Global authorities said Wednesday that the deaths of a cleric and a nurse from the Ebola virus in Mali went unnoticed and the country is struggling to prevent a major outbreak.

After an Islamic cleric was diagnosed with kidney failure at a clinic, nurses failed to test him for Ebola. The imam had symptoms of the virus when he was being treated at the clinic but medical aids did not connect them to the disease.

Several people came in contact with the grand imam's body after he died. His body was washed at a mosque before being returned to Guinea. The mosque has been put under quarantine

It wasn't until after a nurse at the Pasteur Clinic in Bamako fell ill and died, that Ebola was detected.

"It was a real failure by the clinic," Dr. Ibrahima Soce Fall, a World Health Organization representative said to The New York Times.

On Wednesday, Malian health authorities confirmed that one of the doctors at the clinic also had Ebola. Since the death of the nurse, the clinic has been closed down while over 90 people have been quarantined.

Health experts are reportedly facing challenges in tracking down everyone who came in contact with the nurse, the imam and other suspected Ebola cases in the country.

The WHO reported that one of the imam's friends died of an unexplained illness.
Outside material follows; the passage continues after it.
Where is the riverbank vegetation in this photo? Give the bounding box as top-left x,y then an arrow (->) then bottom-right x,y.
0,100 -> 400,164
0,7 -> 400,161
There were no blood samples to confirm the death but it is another suspected Ebola case.

"Most nurses and doctors had gone home when the clinic was quarantined, and I fear the patients will be left without proper care," Dramane Maiga, the clinic's director said to The Times.

The first Ebola case in the country came from a 2-year-old Guinean girl named Fanta Condé who died on Oct. 24.

Ebola has claimed the lives of over 5,000 people thus far.